O estudo experimental das epilepsias

A epilepsia, no Brasil, é um verdadeiro problema de saúde pública, pois atinge de 1 a 1,5% da população. Por definição, as crises epilépticas são causadas por uma descarga neuronal desordenada, repentina, ocasional e excessiva. Esta descarga ocorre em várias intensidades, numa variedade de condições patológicas, em todas as idades e sob uma série de circunstâncias. Elas podem ser classificadas em dois tipos principais, levando em consideração o caráter da localização anatômica do início da crise para diferenciar as epilepsias generalizadas (aquelas onde a crise se inicia de forma generalizada em ambos os hemisférios cerebrais) das parciais (nas quais as primeiras alterações indicam a ativação de grupos neuronais localizados em parte de um hemisfério cerebral).

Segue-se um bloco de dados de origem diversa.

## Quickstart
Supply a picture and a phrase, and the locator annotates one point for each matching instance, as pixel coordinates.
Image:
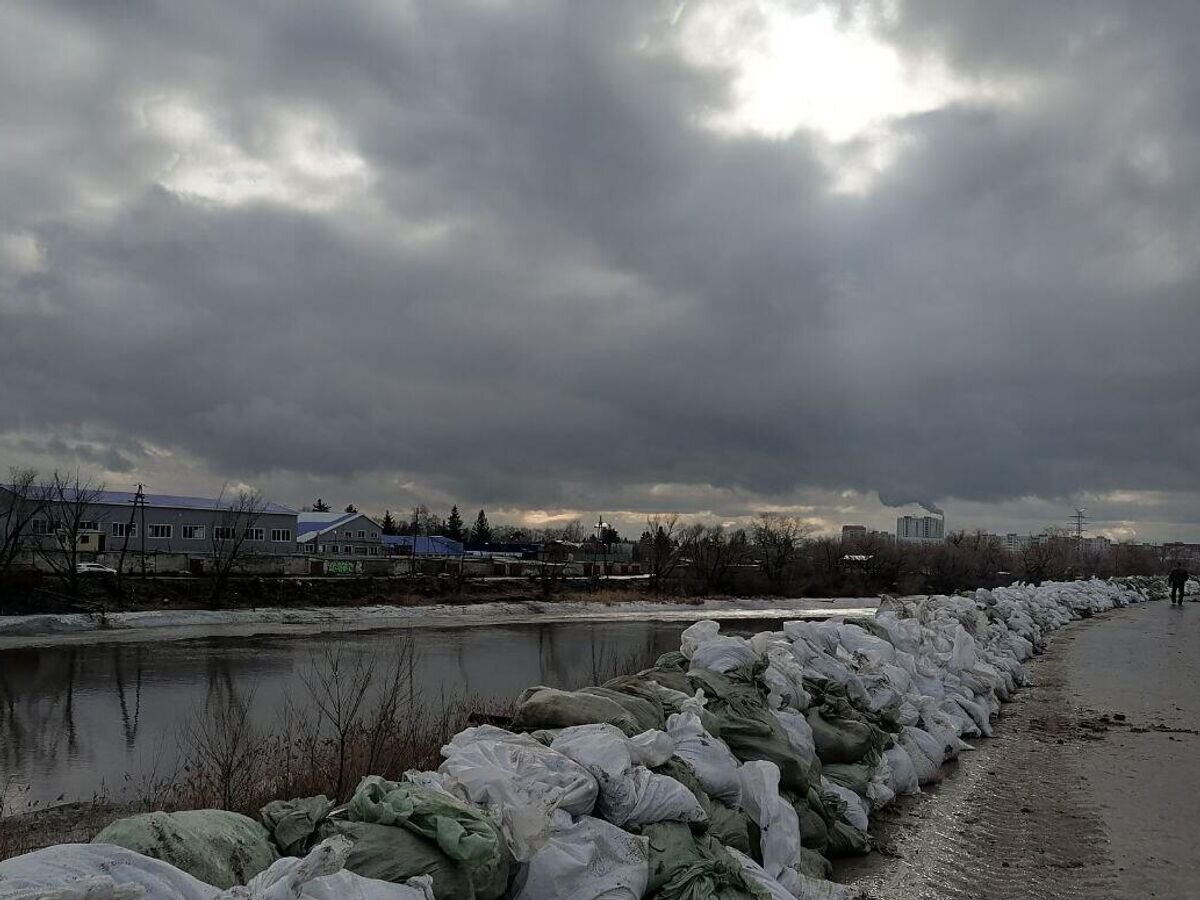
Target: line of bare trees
(780, 555)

A prevalência das epilepsias gira em torno de 5/1.000, nos países desenvolvidos, a 30/1.000, nos países em desenvolvimento. Embora as razões para a maior prevalência das epilepsias em países em desenvolvimento não estejam claramente determinadas, parece provável que essa diferença esteja relacionada à insuficiente assistência pré-natal e maternal, à prematuridade, aos traumas de parto, às convulsões febris da infância e às infecções.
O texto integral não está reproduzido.